I have a Network Load Balancer and an associated Target Group that is configured to do health checks on the EC2 instances. The problem is that I am seeing a very high number of health check requests; multiple every second.
The default interval between checks is supposed to be 30 seconds, but they are coming about 100x more frequently than they should.
My stack is built in CloudFormation, and I've tried overriding HealthCheckIntervalSeconds
, which has no effect. Interestingly, when I tried to manually change the interval in the console, I found those values greyed out:
Here is the relevant part of the template, with my attempt at changing the interval commented out:
NLB:
Type: "AWS::ElasticLoadBalancingV2::LoadBalancer"
Properties:
Type: network
Name: api-load-balancer
Scheme: internal
Subnets:
- Fn::ImportValue: PrivateSubnetA
- Fn::ImportValue: PrivateSubnetB
- Fn::ImportValue: PrivateSubnetC
NLBListener:
Type : AWS::ElasticLoadBalancingV2::Listener
Properties:
DefaultActions:
- Type: forward
TargetGroupArn: !Ref NLBTargetGroup
LoadBalancerArn: !Ref NLB
Port: 80
Protocol: TCP
NLBTargetGroup:
Type: AWS::ElasticLoadBalancingV2::TargetGroup
Properties:
# HealthCheckIntervalSeconds: 30
HealthCheckPath: /healthcheck
HealthCheckProtocol: HTTP
# HealthyThresholdCount: 2
# UnhealthyThresholdCount: 5
# Matcher:
# HttpCode: 200-399
Name: api-nlb-http-target-group
Port: 80
Protocol: TCP
VpcId: !ImportValue PublicVPC
My EC2 instances are in private subnets with no access from the outside world. The NLB is internal, so there's no way of accessing them without going through API Gateway.
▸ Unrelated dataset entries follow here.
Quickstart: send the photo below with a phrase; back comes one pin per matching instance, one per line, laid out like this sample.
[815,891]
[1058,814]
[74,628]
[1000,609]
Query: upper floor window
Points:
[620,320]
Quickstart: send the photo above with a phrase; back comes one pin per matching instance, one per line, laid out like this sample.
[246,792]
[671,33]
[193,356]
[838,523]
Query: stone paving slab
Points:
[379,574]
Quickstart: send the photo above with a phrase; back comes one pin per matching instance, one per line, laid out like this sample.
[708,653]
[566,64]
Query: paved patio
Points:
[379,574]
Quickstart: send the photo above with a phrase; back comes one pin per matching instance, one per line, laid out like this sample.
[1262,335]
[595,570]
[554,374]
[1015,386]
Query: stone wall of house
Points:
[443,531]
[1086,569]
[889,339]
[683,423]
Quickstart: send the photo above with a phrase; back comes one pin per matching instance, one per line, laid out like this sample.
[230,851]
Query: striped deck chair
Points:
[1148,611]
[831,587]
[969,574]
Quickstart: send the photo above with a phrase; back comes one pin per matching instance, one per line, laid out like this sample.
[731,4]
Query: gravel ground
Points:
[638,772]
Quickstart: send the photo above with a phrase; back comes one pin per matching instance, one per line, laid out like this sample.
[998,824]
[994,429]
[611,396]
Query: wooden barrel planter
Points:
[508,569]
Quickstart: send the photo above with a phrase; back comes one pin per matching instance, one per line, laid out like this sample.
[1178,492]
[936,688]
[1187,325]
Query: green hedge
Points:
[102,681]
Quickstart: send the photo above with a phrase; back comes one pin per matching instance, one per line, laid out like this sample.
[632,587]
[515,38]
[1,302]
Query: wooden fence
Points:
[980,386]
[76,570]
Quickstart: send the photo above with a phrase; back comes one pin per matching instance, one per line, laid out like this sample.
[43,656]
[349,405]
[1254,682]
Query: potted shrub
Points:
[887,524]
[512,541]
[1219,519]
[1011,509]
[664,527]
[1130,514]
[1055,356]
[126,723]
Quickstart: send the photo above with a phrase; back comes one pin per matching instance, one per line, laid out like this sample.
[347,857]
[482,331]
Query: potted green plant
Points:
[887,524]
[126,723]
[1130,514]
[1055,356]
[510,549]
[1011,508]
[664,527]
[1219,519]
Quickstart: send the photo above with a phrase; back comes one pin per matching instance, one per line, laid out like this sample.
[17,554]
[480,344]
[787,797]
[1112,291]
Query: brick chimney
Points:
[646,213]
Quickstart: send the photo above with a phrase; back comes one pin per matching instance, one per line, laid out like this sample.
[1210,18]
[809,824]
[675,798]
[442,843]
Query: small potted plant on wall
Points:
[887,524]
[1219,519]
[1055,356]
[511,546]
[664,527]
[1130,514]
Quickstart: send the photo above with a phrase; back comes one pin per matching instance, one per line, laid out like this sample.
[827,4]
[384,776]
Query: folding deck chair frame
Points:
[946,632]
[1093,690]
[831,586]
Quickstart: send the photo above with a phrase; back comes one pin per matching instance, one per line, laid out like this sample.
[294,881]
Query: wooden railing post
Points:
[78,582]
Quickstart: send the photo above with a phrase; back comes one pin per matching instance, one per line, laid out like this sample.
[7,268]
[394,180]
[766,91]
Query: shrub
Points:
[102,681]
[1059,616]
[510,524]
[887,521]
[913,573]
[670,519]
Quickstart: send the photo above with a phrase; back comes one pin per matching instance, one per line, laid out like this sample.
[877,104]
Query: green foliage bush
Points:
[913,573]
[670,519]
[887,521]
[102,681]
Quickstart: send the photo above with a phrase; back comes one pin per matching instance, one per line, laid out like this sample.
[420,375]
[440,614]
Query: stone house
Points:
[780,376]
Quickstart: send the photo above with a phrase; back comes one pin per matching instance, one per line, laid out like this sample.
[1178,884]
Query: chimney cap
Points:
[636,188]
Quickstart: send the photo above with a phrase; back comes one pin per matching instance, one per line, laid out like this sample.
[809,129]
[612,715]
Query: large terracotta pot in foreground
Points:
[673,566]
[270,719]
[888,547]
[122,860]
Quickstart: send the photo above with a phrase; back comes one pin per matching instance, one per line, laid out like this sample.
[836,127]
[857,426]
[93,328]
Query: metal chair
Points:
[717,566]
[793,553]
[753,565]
API Gateway has no /healthcheck
endpoint configured, so that rules out any activity coming from outside of the AWS network, like people manually pinging the endpoint.
This is a sample of my app's log taken from CloudWatch, while the app should be idle:
07:45:33 {"label":"Received request URL","value":"/healthcheck","type":"trace"}
07:45:33 {"label":"Received request URL","value":"/healthcheck","type":"trace"}
07:45:33 {"label":"Received request URL","value":"/healthcheck","type":"trace"}
07:45:33 {"label":"Received request URL","value":"/healthcheck","type":"trace"}
07:45:34 {"label":"Received request URL","value":"/healthcheck","type":"trace"}
07:45:34 {"label":"Received request URL","value":"/healthcheck","type":"trace"}
07:45:34 {"label":"Received request URL","value":"/healthcheck","type":"trace"}
07:45:35 {"label":"Received request URL","value":"/healthcheck","type":"trace"}
07:45:35 {"label":"Received request URL","value":"/healthcheck","type":"trace"}
07:45:35 {"label":"Received request URL","value":"/healthcheck","type":"trace"}
I'm getting usually 3 to 6 requests every second, so I'm wondering if this is just the way the Network Load Balancers work, and AWS still haven't documented that (or I haven't found it), or otherwise how I might fix this issue.
Update: this has been answered on the related aws forum post which confirms that it's normal behaviour for network load balancers and cites their distributed nature as the reason. There is no way to configure a custom interval. At this moment, the docs are still out of date and specify otherwise.
This is either a bug in NLB Target Groups, or normal behaviour with incorrect documentation. I've come to this conclusion because:
In this case I think it might be normal behaviour that's been documented incorrectly, but there's no way of verifying that unless someone from AWS can, and it's almost impossible to get an answer for an issue like this on the aws forum.
It would be useful to be able to configure the setting, or at least have the docs updated.